Mazda Motor Corp., with 900 dealers and 800 employees in the U.S., manages around 90TB of data. Barry Blakeley, infrastructure architect at Mazda's North American operations, says business units and dealers are generating ever-increasing amounts of data analytics files, marketing materials, business intelligence databases, Microsoft SharePoint data and more. "We have virtualized everything, including storage," says Blakeley. The company uses tools from Compellent, now part of Dell, for storage virtualization and Dell PowerVault NX3100 as its SAN, along with VMware systems to host the virtual servers.
The key, says Blakeley, is to migrate "stale" data quickly onto tape. He says 80% of Mazda's stored data becomes stale within months, which means the blocks of data are not accessed at all. To accommodate these usage patterns, the virtual storage is set up in a tiered structure. Fast solid-state disks connected by Fibre Channel switches make up the first tier, which handles 20% of the company's data needs. The rest of the data is archived to slower disks running at 15,000 rpm on Fibre Channel in a second tier and to 7,200-rpm disks connected by serial-attached SCSI in a third tier.
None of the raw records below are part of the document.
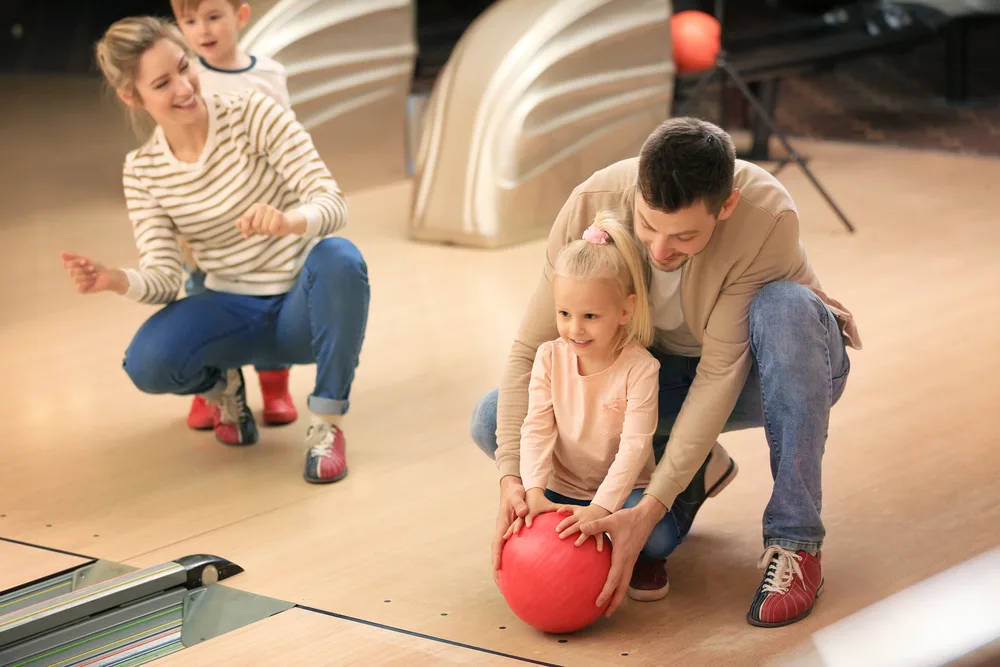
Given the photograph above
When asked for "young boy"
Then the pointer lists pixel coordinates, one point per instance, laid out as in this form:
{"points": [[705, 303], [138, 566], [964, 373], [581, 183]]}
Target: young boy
{"points": [[212, 29]]}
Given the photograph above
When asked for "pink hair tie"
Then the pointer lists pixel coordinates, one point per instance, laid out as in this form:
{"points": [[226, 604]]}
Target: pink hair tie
{"points": [[595, 236]]}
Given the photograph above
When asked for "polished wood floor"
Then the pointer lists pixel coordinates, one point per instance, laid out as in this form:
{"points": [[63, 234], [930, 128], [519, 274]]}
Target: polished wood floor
{"points": [[92, 466]]}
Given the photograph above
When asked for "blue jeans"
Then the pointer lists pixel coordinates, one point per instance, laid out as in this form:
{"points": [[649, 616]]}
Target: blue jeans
{"points": [[662, 541], [800, 368], [186, 346], [195, 284]]}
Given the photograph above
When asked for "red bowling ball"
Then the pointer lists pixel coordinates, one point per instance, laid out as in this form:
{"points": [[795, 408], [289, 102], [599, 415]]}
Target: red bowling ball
{"points": [[552, 584], [697, 40]]}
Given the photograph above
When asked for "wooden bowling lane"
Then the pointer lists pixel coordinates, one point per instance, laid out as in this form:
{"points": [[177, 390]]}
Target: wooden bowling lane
{"points": [[305, 638], [21, 563], [91, 465]]}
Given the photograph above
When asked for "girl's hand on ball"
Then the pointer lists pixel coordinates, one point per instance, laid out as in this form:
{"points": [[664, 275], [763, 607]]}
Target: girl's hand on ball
{"points": [[537, 504], [582, 515]]}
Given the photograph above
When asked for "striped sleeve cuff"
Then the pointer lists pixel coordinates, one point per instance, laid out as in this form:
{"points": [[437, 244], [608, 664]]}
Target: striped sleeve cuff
{"points": [[136, 290], [314, 219]]}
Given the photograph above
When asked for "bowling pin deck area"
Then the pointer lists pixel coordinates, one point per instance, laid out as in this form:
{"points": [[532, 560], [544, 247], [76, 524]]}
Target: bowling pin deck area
{"points": [[391, 566]]}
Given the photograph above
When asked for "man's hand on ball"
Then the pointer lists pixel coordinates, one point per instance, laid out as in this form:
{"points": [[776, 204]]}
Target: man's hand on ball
{"points": [[581, 515], [263, 220]]}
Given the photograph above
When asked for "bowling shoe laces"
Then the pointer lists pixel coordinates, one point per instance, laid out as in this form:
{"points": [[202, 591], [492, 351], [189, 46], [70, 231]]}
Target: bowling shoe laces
{"points": [[326, 460], [234, 422], [792, 582], [649, 580]]}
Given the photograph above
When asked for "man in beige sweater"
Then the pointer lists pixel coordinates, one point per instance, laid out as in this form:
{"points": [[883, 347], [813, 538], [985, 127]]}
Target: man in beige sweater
{"points": [[745, 337]]}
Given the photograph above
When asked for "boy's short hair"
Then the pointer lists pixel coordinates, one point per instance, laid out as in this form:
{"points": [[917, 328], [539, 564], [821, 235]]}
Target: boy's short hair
{"points": [[181, 7], [684, 161]]}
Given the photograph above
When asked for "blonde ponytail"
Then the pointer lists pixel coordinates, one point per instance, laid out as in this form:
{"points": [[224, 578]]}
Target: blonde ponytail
{"points": [[619, 260], [118, 53]]}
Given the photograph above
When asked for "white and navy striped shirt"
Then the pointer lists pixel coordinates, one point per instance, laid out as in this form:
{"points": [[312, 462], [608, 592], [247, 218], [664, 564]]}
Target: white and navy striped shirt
{"points": [[256, 152]]}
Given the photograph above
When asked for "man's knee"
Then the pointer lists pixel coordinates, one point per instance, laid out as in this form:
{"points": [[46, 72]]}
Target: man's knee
{"points": [[484, 424], [782, 312], [784, 300], [662, 541]]}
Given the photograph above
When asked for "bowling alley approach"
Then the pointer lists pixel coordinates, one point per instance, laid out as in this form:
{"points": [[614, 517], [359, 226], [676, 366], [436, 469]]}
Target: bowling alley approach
{"points": [[499, 332]]}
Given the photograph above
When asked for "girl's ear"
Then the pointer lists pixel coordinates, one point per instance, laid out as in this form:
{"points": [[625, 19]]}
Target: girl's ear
{"points": [[629, 308], [243, 16]]}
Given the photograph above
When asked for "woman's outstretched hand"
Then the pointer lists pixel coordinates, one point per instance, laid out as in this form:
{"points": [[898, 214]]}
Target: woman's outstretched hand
{"points": [[89, 277]]}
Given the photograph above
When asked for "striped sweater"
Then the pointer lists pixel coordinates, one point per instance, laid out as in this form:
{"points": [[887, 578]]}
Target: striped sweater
{"points": [[255, 152]]}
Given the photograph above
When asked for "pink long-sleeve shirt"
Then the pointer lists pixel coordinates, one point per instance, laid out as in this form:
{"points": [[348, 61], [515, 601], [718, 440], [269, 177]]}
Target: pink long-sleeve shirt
{"points": [[590, 436]]}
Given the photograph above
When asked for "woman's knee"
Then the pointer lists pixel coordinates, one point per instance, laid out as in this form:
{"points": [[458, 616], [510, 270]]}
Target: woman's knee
{"points": [[339, 260], [484, 424], [159, 351]]}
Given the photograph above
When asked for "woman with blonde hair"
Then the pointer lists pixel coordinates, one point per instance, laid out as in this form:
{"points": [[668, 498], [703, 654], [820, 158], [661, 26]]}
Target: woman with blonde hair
{"points": [[238, 179]]}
Blakeley says Mazda is putting less and less data on tape -- about 17TB today -- as it continues to virtualize storage.
Overall, the company is moving to a "business continuance model" as opposed to a pure disaster recovery model, he explains. Instead of having backup and offsite storage that would be available to retrieve and restore data in a disaster recovery scenario, "we will instead replicate both live and backed-up data to a colocation facility." In this scenario, Tier 1 applications will be brought online almost immediately in the event of a primary site failure. Other tiers will be restored from backup data that has been replicated to the colocation facility.
Adapting the Techniques
These organizations are a proving ground for handling a tremendous amount of data. StorageIO's Schulz says other companies can mimic some of their processes, including running checksums against files, monitoring disk failures by using an alert system for IT staff, incorporating metadata and using replication to make sure data is always available. However, the critical decision about massive data is to choose the technology that matches the needs of the organization, not the system that is cheapest or just happens to be popular at the moment, he says.
In the end, the biggest lesson may be that while big data poses many challenges, there are also many avenues to success.